8.3 Extreme Paths and Model Improvements

This final section was coauthored by Robert J. Kipka and Terrell L. Hodge.

In this section (which could be a stand-alone project), we’ll use software to find extreme paths. These are particular elements of the nullspace of a stoichiometric matrix for which all nullspace elements are nonnegative linear combinations. This section will allow us to explore some of our modeling assumptions in greater depth and to do some simple analysis of the biochemistry of a red blood cell. The objectives of this section are:

a. To reflect on the advantages and disadvantages of representing biochemical processes using directed graphs.

b. To consider directed hypergraphs as a possible alternative and to interpret extreme pathways using directed hypergraphs.

c. To develop some basic familiarity with the ExPA program for finding extreme paths of complex biochemical systems.

The first thing we’ll do is download ExPA and make sure it can run on your computer.

8.3.1 Downloading and Installing expa.exe

The software we’ll use for this section is available for free download at the following Website:

http://gcrg.ucsd.edu/Downloads/ExtremePathwayAnalysis.
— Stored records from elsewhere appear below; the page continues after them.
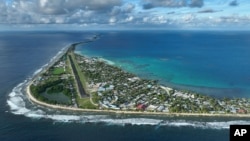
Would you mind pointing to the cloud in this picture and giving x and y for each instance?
(149, 4)
(209, 11)
(234, 3)
(65, 6)
(196, 3)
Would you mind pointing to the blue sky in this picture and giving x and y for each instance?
(105, 14)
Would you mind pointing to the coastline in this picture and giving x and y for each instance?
(60, 107)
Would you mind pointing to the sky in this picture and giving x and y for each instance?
(125, 14)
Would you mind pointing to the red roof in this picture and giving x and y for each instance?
(141, 107)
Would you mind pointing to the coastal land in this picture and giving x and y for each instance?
(78, 83)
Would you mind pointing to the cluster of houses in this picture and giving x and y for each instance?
(120, 90)
(48, 75)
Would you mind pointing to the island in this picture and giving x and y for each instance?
(79, 83)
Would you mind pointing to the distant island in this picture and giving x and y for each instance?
(80, 83)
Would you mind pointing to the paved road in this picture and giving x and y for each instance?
(78, 81)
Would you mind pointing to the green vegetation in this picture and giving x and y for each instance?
(83, 79)
(58, 71)
(112, 88)
(85, 103)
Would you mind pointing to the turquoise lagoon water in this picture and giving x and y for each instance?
(213, 63)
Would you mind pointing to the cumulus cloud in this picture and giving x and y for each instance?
(65, 6)
(148, 4)
(234, 3)
(196, 3)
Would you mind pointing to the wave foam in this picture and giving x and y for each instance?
(18, 102)
(107, 61)
(20, 105)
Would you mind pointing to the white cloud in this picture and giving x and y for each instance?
(126, 12)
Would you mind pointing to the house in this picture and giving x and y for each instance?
(141, 107)
(242, 111)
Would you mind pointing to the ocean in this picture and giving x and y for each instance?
(214, 63)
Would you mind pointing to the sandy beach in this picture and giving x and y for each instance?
(60, 107)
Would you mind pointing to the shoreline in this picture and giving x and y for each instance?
(60, 107)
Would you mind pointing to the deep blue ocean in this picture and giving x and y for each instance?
(215, 63)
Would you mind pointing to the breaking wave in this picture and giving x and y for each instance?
(20, 105)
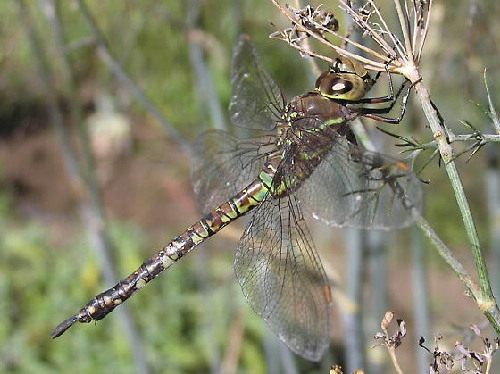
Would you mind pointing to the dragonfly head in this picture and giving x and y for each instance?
(346, 80)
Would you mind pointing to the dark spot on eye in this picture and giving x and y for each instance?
(340, 86)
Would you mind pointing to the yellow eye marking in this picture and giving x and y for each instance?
(339, 86)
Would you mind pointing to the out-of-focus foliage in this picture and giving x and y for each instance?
(46, 276)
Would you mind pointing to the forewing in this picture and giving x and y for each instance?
(355, 188)
(282, 278)
(256, 101)
(222, 166)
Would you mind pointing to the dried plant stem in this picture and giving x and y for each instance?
(482, 294)
(392, 354)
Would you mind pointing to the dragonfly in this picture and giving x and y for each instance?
(297, 160)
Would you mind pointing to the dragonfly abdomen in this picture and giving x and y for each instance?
(208, 225)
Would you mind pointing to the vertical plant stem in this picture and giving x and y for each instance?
(485, 299)
(353, 323)
(420, 297)
(95, 220)
(115, 67)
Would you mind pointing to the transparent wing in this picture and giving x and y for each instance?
(352, 187)
(256, 101)
(282, 278)
(223, 165)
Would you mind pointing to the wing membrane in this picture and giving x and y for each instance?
(256, 101)
(352, 187)
(282, 278)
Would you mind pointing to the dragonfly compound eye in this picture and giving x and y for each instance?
(343, 86)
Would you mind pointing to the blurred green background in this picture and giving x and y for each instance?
(193, 319)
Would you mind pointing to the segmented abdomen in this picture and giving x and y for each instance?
(211, 223)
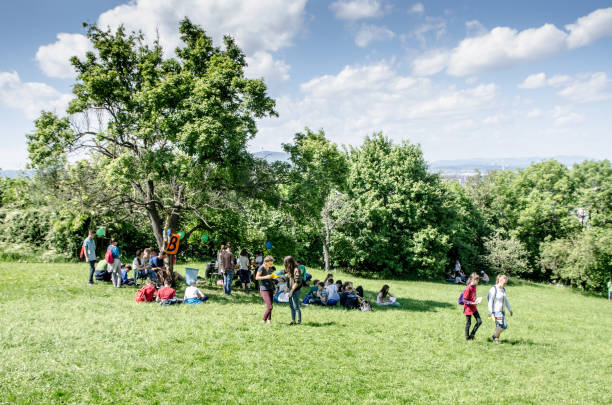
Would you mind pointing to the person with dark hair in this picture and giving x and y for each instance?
(115, 266)
(244, 270)
(385, 298)
(266, 286)
(89, 248)
(469, 306)
(227, 261)
(294, 276)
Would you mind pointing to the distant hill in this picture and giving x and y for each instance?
(271, 156)
(11, 174)
(463, 166)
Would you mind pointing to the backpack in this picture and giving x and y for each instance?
(109, 255)
(140, 297)
(460, 300)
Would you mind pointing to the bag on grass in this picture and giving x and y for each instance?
(140, 297)
(109, 255)
(460, 300)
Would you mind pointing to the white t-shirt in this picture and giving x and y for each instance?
(193, 292)
(244, 262)
(332, 292)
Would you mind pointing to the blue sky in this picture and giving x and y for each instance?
(464, 79)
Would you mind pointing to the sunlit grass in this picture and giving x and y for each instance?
(62, 341)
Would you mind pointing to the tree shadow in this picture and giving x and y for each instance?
(518, 342)
(409, 304)
(319, 324)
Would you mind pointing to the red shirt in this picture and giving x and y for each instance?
(165, 293)
(469, 295)
(149, 291)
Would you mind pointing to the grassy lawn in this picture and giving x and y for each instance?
(62, 341)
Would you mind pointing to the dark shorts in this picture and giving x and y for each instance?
(245, 276)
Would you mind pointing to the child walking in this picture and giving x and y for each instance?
(497, 301)
(469, 306)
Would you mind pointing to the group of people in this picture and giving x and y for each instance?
(278, 286)
(497, 302)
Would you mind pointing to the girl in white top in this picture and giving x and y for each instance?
(497, 301)
(385, 298)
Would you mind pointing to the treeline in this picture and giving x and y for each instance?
(374, 209)
(151, 144)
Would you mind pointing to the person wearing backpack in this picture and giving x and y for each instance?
(89, 250)
(469, 306)
(294, 275)
(497, 301)
(114, 264)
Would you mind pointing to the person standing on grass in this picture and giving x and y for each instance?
(227, 259)
(90, 253)
(469, 306)
(497, 301)
(266, 286)
(115, 266)
(294, 275)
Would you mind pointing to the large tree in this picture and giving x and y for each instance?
(168, 135)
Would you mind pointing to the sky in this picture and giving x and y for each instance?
(463, 79)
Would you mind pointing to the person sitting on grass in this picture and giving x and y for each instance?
(384, 298)
(194, 296)
(142, 268)
(321, 297)
(166, 295)
(124, 275)
(332, 293)
(244, 272)
(101, 274)
(147, 292)
(311, 293)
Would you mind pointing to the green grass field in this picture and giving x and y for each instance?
(62, 341)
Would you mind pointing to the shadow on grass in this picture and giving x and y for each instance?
(319, 324)
(409, 304)
(520, 342)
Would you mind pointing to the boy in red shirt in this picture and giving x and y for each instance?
(146, 293)
(469, 306)
(166, 295)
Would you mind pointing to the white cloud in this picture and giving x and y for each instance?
(417, 8)
(475, 28)
(588, 87)
(263, 25)
(31, 97)
(535, 113)
(563, 115)
(262, 64)
(54, 59)
(582, 88)
(357, 9)
(370, 33)
(430, 62)
(362, 99)
(435, 25)
(504, 46)
(590, 28)
(534, 81)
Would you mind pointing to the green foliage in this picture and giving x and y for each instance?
(506, 255)
(584, 260)
(396, 211)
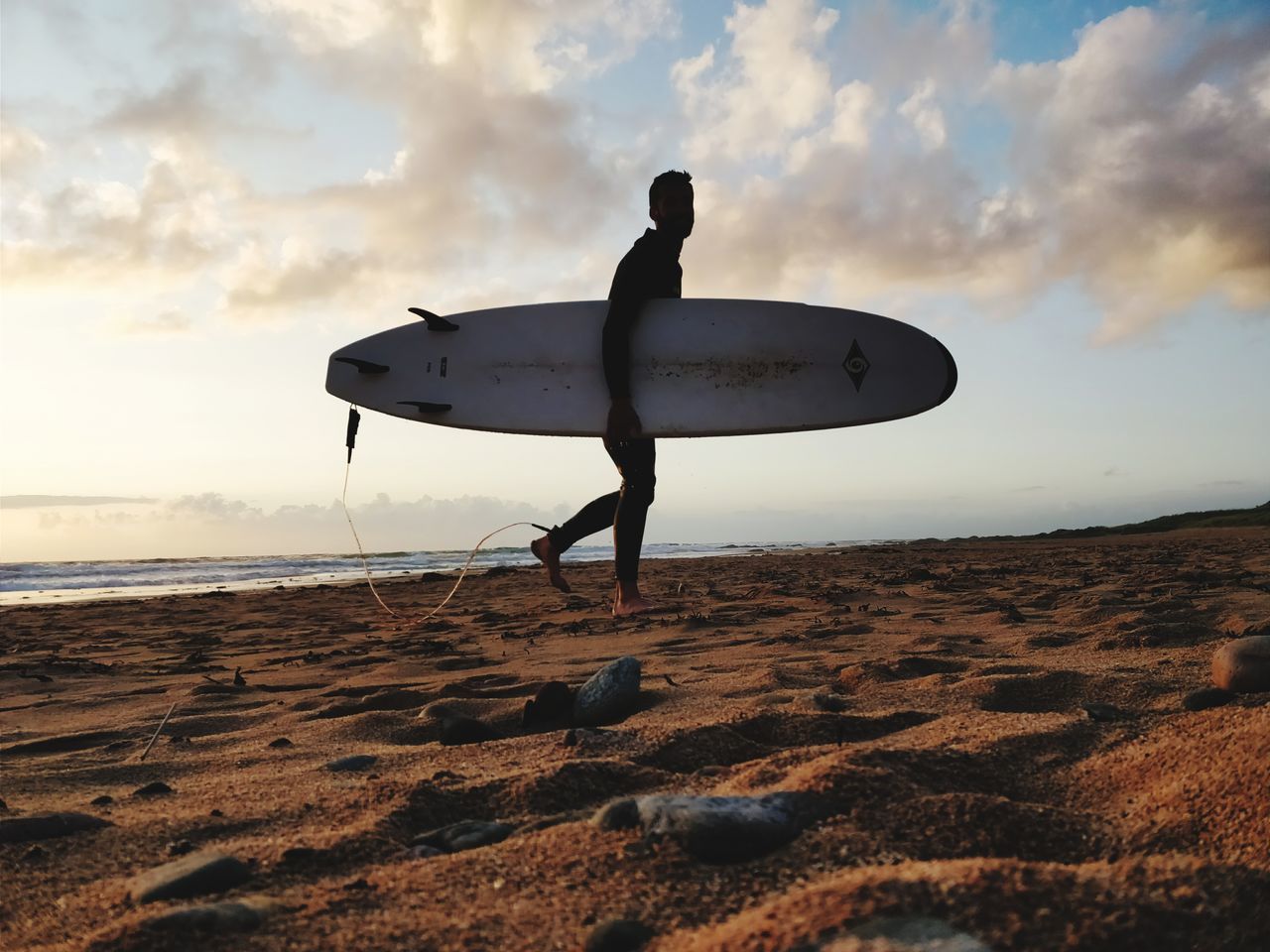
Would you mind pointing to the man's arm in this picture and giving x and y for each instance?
(624, 307)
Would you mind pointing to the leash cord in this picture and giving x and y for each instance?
(366, 566)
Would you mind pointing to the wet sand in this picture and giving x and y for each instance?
(988, 737)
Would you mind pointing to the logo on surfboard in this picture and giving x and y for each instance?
(856, 365)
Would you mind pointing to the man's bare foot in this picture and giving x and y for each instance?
(545, 552)
(629, 601)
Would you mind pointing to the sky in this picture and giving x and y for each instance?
(199, 202)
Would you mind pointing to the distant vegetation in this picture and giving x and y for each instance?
(1213, 520)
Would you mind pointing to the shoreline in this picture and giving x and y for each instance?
(989, 737)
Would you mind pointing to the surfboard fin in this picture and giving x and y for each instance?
(363, 366)
(426, 408)
(435, 321)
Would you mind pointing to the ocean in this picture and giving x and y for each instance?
(26, 583)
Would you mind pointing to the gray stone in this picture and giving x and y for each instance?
(712, 829)
(213, 916)
(617, 936)
(465, 834)
(910, 933)
(1206, 698)
(190, 876)
(1100, 711)
(354, 762)
(155, 788)
(1243, 665)
(23, 829)
(610, 693)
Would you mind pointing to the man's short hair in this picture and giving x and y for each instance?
(666, 181)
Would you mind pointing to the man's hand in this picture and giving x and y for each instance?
(622, 421)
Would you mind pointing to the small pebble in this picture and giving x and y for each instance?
(1206, 698)
(461, 729)
(1098, 711)
(465, 834)
(23, 829)
(190, 876)
(910, 933)
(157, 788)
(552, 706)
(712, 829)
(354, 762)
(610, 694)
(423, 852)
(1243, 665)
(214, 916)
(296, 856)
(617, 936)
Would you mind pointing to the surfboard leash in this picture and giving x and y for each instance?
(349, 442)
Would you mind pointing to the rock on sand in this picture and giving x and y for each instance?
(190, 876)
(23, 829)
(610, 693)
(714, 829)
(1243, 665)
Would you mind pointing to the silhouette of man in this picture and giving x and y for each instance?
(649, 270)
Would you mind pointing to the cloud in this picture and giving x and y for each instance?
(771, 85)
(164, 324)
(214, 525)
(500, 46)
(21, 150)
(1138, 162)
(1146, 155)
(33, 502)
(173, 223)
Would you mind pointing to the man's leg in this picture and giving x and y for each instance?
(636, 461)
(593, 517)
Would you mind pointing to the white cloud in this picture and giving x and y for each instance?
(772, 85)
(925, 114)
(1144, 154)
(171, 223)
(524, 46)
(21, 150)
(1138, 166)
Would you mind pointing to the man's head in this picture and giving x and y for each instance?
(670, 203)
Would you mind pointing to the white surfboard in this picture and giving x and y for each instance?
(699, 367)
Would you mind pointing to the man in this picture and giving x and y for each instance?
(649, 270)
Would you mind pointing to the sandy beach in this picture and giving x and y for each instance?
(938, 746)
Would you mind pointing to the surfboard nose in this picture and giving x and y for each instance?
(951, 365)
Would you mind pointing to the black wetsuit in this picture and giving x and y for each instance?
(649, 270)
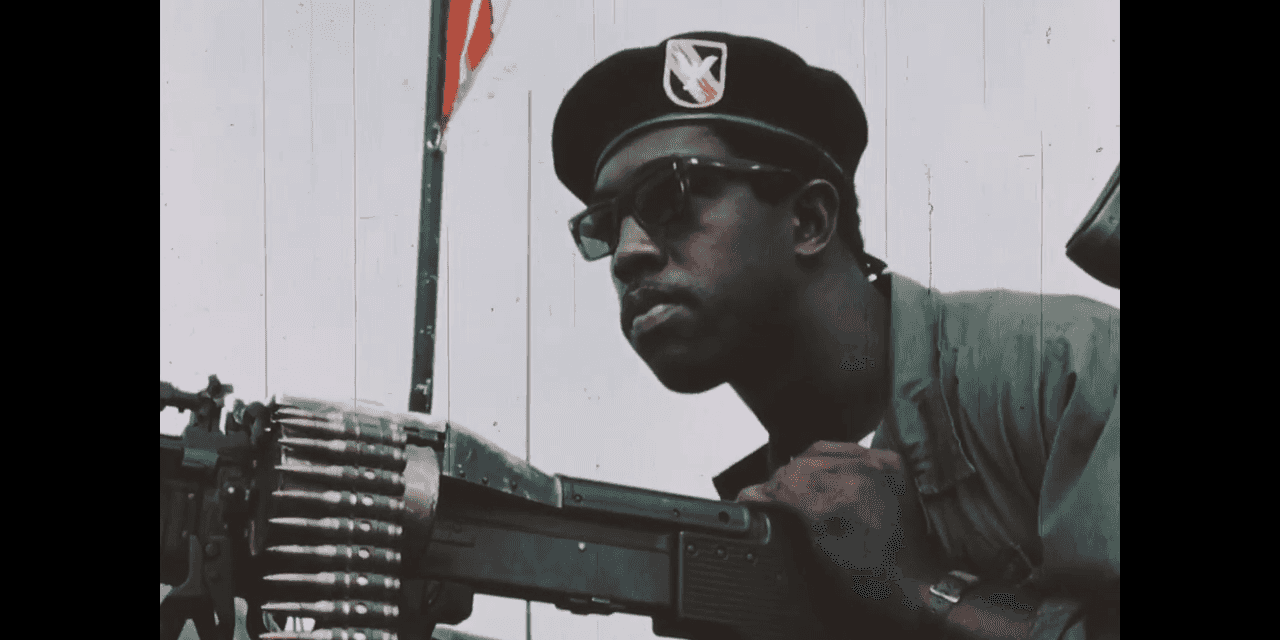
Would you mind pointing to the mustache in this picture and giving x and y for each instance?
(645, 297)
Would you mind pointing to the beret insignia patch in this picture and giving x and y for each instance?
(694, 74)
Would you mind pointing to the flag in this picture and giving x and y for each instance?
(472, 26)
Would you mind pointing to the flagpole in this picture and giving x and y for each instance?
(429, 216)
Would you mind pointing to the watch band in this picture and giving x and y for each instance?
(949, 592)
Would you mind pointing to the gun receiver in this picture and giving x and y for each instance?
(384, 525)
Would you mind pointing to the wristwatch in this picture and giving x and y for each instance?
(949, 592)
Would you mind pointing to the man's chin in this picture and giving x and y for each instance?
(682, 373)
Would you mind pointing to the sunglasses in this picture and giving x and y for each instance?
(658, 195)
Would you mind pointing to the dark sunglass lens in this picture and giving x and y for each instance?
(661, 200)
(595, 234)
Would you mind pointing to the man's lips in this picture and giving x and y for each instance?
(656, 315)
(647, 307)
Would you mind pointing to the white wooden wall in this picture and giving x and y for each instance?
(291, 145)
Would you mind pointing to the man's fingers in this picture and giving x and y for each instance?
(754, 493)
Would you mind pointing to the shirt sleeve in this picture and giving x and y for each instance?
(1079, 498)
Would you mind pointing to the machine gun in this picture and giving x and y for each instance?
(380, 525)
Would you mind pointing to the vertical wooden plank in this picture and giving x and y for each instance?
(391, 71)
(310, 227)
(210, 197)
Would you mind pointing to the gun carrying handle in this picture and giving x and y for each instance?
(1095, 246)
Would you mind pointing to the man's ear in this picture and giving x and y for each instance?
(814, 216)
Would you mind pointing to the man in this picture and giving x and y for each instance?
(718, 174)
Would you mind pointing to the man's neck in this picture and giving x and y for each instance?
(826, 373)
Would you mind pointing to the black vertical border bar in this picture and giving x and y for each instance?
(429, 216)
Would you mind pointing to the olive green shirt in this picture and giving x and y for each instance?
(1006, 411)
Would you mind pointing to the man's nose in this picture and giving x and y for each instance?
(636, 251)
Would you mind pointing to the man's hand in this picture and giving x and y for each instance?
(860, 510)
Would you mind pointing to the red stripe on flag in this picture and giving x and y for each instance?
(456, 36)
(481, 36)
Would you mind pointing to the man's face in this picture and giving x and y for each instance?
(696, 292)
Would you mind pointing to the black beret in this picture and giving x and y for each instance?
(700, 77)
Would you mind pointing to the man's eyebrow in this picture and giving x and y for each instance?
(616, 186)
(606, 193)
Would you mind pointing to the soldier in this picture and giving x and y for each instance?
(718, 174)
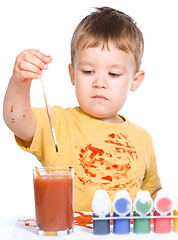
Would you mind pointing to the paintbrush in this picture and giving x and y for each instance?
(49, 116)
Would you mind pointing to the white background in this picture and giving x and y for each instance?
(48, 26)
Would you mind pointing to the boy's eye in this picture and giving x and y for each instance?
(114, 74)
(88, 72)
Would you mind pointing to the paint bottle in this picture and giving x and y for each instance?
(143, 205)
(176, 219)
(122, 206)
(101, 206)
(163, 206)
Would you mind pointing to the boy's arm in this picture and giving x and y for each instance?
(17, 111)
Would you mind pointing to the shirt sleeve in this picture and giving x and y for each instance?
(38, 145)
(151, 180)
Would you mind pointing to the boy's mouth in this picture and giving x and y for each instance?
(100, 97)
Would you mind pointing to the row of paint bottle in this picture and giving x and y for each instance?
(143, 208)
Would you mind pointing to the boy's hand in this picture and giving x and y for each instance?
(29, 65)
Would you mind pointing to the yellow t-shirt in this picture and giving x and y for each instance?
(103, 155)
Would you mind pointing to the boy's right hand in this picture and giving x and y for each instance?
(29, 65)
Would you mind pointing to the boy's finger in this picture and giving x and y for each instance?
(41, 56)
(34, 61)
(27, 66)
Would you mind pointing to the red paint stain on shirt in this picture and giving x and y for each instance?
(95, 161)
(108, 178)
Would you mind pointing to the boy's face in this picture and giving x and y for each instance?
(102, 79)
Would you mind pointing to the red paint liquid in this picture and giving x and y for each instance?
(54, 202)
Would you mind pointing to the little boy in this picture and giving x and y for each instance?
(106, 150)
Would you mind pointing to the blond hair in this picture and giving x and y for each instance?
(109, 25)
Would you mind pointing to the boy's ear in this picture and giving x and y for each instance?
(138, 78)
(71, 74)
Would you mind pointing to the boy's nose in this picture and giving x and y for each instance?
(100, 82)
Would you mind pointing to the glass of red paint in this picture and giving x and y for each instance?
(54, 194)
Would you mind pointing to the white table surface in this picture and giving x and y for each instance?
(23, 227)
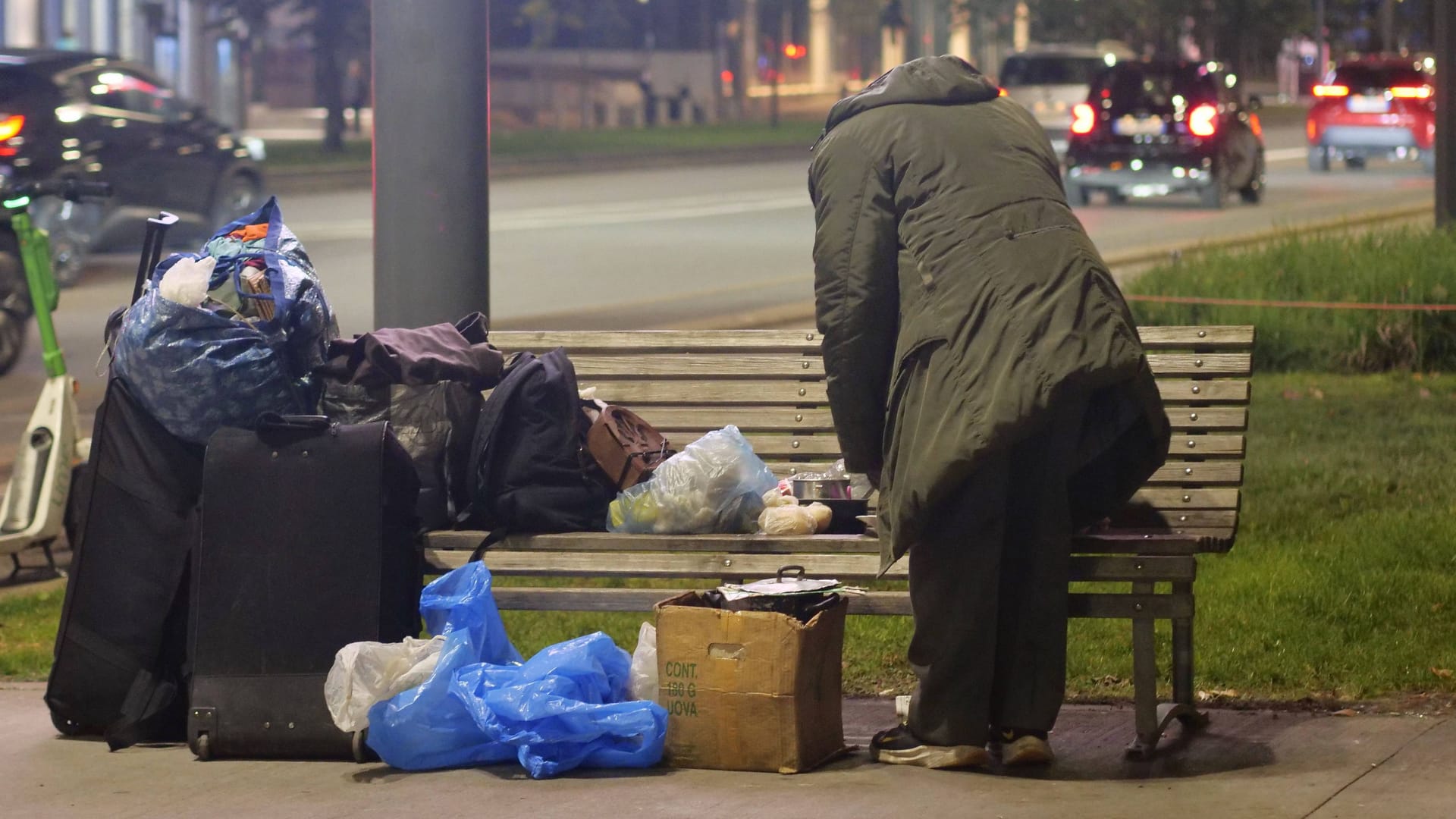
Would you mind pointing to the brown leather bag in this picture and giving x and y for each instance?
(625, 447)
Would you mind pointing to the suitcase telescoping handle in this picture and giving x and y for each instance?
(152, 249)
(277, 422)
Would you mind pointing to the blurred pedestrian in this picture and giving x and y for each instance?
(987, 375)
(356, 93)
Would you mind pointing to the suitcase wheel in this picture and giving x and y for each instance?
(362, 751)
(67, 727)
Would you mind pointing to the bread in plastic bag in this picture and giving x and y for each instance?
(644, 665)
(366, 673)
(714, 485)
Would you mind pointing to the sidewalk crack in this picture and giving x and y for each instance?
(1372, 768)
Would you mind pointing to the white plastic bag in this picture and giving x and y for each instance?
(644, 665)
(185, 283)
(714, 485)
(366, 673)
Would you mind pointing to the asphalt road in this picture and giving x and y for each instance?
(648, 248)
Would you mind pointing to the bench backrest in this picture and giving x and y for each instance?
(770, 385)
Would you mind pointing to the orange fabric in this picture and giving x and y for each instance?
(249, 234)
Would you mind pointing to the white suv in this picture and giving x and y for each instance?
(1050, 79)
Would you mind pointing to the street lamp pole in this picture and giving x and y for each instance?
(431, 161)
(1445, 115)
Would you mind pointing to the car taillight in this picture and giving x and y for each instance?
(1084, 118)
(1411, 93)
(1203, 121)
(11, 126)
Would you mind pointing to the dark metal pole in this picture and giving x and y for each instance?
(1445, 114)
(431, 161)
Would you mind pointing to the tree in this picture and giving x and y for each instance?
(335, 27)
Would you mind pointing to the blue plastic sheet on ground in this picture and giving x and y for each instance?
(566, 707)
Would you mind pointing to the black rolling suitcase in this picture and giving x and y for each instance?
(308, 544)
(120, 665)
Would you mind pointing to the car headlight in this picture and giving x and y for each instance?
(255, 148)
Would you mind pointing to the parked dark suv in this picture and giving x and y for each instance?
(1158, 127)
(96, 118)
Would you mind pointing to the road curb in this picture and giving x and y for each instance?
(1123, 265)
(362, 177)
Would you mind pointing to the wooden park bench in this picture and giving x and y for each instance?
(770, 385)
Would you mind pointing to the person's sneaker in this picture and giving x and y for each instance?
(1024, 748)
(899, 746)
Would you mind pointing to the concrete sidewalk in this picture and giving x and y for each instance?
(1254, 764)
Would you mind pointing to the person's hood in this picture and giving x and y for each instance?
(935, 80)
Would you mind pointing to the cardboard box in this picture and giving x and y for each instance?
(750, 691)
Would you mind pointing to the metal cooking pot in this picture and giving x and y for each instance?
(826, 488)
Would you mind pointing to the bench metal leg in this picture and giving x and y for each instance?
(1145, 682)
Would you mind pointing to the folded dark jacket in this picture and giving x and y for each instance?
(421, 356)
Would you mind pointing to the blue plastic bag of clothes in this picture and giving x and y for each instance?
(249, 349)
(564, 708)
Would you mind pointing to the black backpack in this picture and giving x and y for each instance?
(529, 463)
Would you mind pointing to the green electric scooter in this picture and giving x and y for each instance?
(34, 507)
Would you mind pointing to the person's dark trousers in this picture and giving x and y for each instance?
(989, 592)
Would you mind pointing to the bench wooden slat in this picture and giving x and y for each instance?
(1168, 365)
(747, 419)
(1174, 500)
(801, 420)
(1199, 472)
(639, 395)
(528, 598)
(699, 366)
(802, 340)
(1206, 447)
(1203, 392)
(712, 566)
(736, 341)
(1213, 337)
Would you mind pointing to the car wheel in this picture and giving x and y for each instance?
(12, 340)
(237, 194)
(1254, 191)
(71, 228)
(1213, 193)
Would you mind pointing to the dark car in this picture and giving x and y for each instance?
(96, 118)
(1373, 107)
(1161, 127)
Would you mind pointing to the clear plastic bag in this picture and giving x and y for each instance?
(366, 673)
(644, 665)
(566, 707)
(714, 485)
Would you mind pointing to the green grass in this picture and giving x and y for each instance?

The program is meant to be run from a terminal window. If you’re using a PC, you can download an additional file from http://booksite.elsevier.com/9780124157804 that allows you to run the program without having to deal with the terminal window. If you’re using a Mac, things are more complicated. At the time of this writing, the program will not run at all on OSX 10.7 or later. If you’re using OSX 10.6 or older, the program will probably run but you will have to use a terminal window. We encourage you to do so! Very little terminal use is required and the benefits far outweigh the small amount of difficulty the terminal window represents.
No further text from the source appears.